Amid an ongoing unionization wave, Starbucks workers across the United States are holding a national day of action on Wednesday to demand a living wage, consistent scheduling, safe working conditions, and the right to organize free from fear and intimidation.
Baristas plan to strike at more than 100 of the coffee giant's shops from coast to coast, including at cafes in Seattle, New York, Los Angeles, Memphis, and other cities. In Seattle, where Starbucks was founded and is headquartered, a major protest is planned—one day before shareholders vote on an assessment of workers' rights at the corporation's annual meeting.
At 12:00 pm PT, workers will march outside Starbucks' headquarters, declaring that the company's illegal union-busting won't stop their fight for higher wages, better benefits, and democratic workplaces.
Since December 2021, when baristas in Buffalo made history by forming the first unionized Starbucks in the U.S., more than 7,500 workers at over 280 of the coffee chain's locations nationwide have voted to unionize. Organizers have won more than 80% of their campaigns despite the company's unlawful intimidation and retaliation tactics.
According to Starbucks Workers United:
In this same time period, the NLRB's [National Labor Relations Board] regional offices have issued more than 80 official complaints against Starbucks, prosecuting the company for over 1,400 specific alleged violations of federal labor law, including accusations that former CEO Howard Schultz personally threatened a worker who expressed support for organizing.
To date, NLRB administrative law judges have issued nine decisions, eight of which collectively found that the company has committed 130 violations, including illegally monitoring and firing organizers, calling the police on workers, and outright closing a store that recently attempted to organize.
Due to Starbucks' refusal to bargain in good faith, none of the locations that voted to unionize have reached a contract.
With his unlawful crackdown on organizing coming under increased scrutiny, Schultz moved up his resignation from April 1 to March 20. Schultz is still scheduled to testify at next Wednesday's hearing convened by Independent Sen. Bernie Sanders of Vermont. He only agreed to do so under threat of subpoena.
Sarah Pappin, a Seattle Starbucks worker and member of Starbucks Workers United, said Wednesday in a statement: "Baristas like me are the ones who keep our stores running. We remember our customers' regular orders, make the lattes, clean up spills, and are often the bright spot of our customers' days. We are the heart and soul of Starbucks."
"Instead of celebrating the law-breaking former CEO hell-bent on silencing us, Starbucks should respect our right to organize and meet us at the bargaining table," said Pappin. "We are Starbucks, and we deserve better."

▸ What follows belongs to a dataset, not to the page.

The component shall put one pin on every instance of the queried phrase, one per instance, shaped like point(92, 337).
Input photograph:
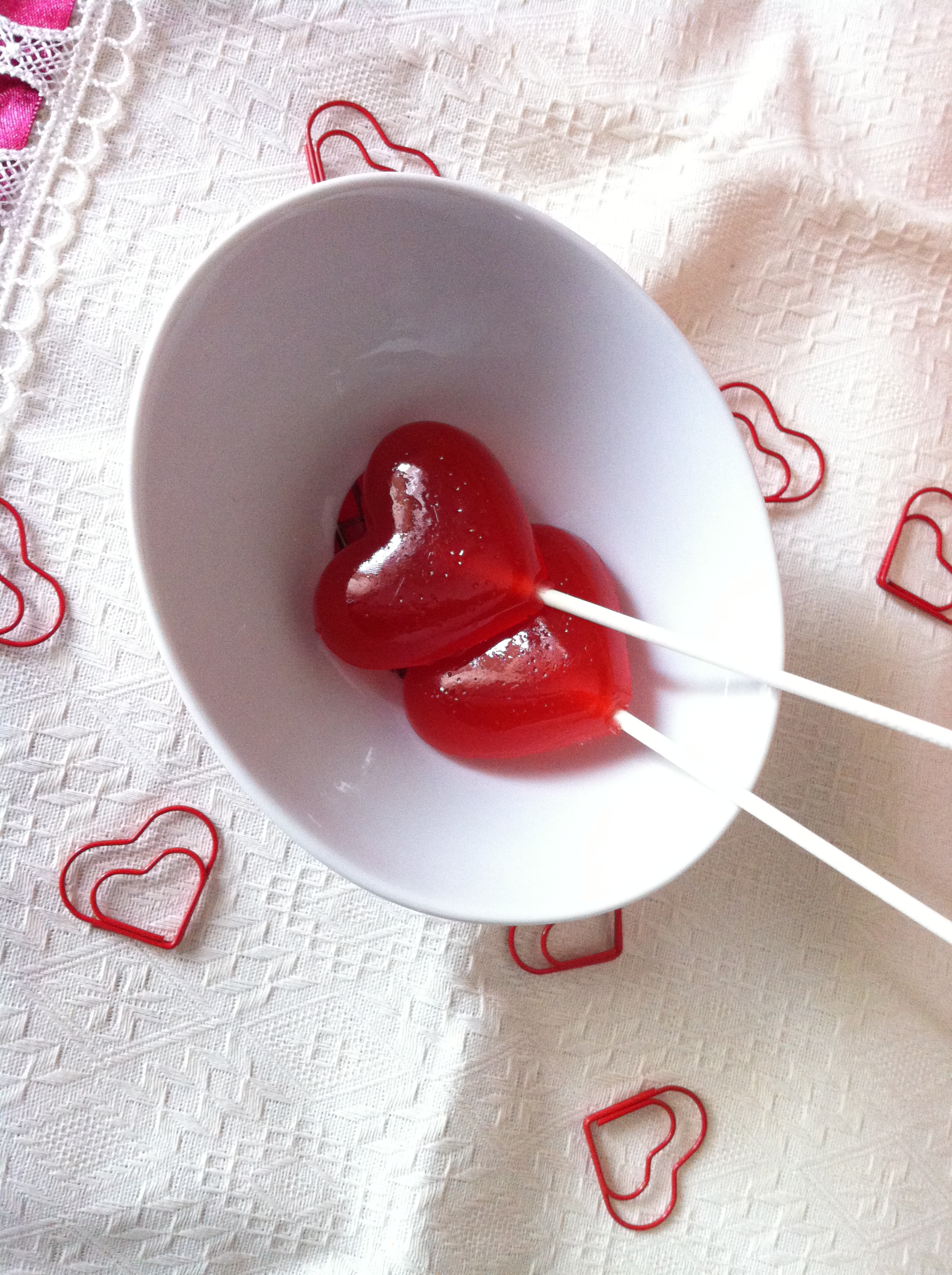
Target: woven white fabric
point(317, 1082)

Starbucks Workers United said that "Wednesday's day of action will also serve to welcome the company's new chief executive, Laxman Narasimhan, and send him a message that the transition in the C-suite provides an opportunity for the company to stop its unprecedented campaign of union-busting and instead partner with its workers and our union to build a company that truly lives up to its stated progressive values."
Earlier this month, Starbucks Workers United sent a letter to shareholders urging them to vote for a third-party evaluation of Starbucks' purported commitment to affirming workers' rights, arguing that the corporation's anti-union actions are inconsistent with its International Labor Organization commitments.
According to the union, "Two proxy advisory firms, International Shareholder Services and Glass Lewis, have already recommended Starbucks shareholders vote in favor of the proposal from Trillium Asset Management, the New York City Pension Funds, and other investors."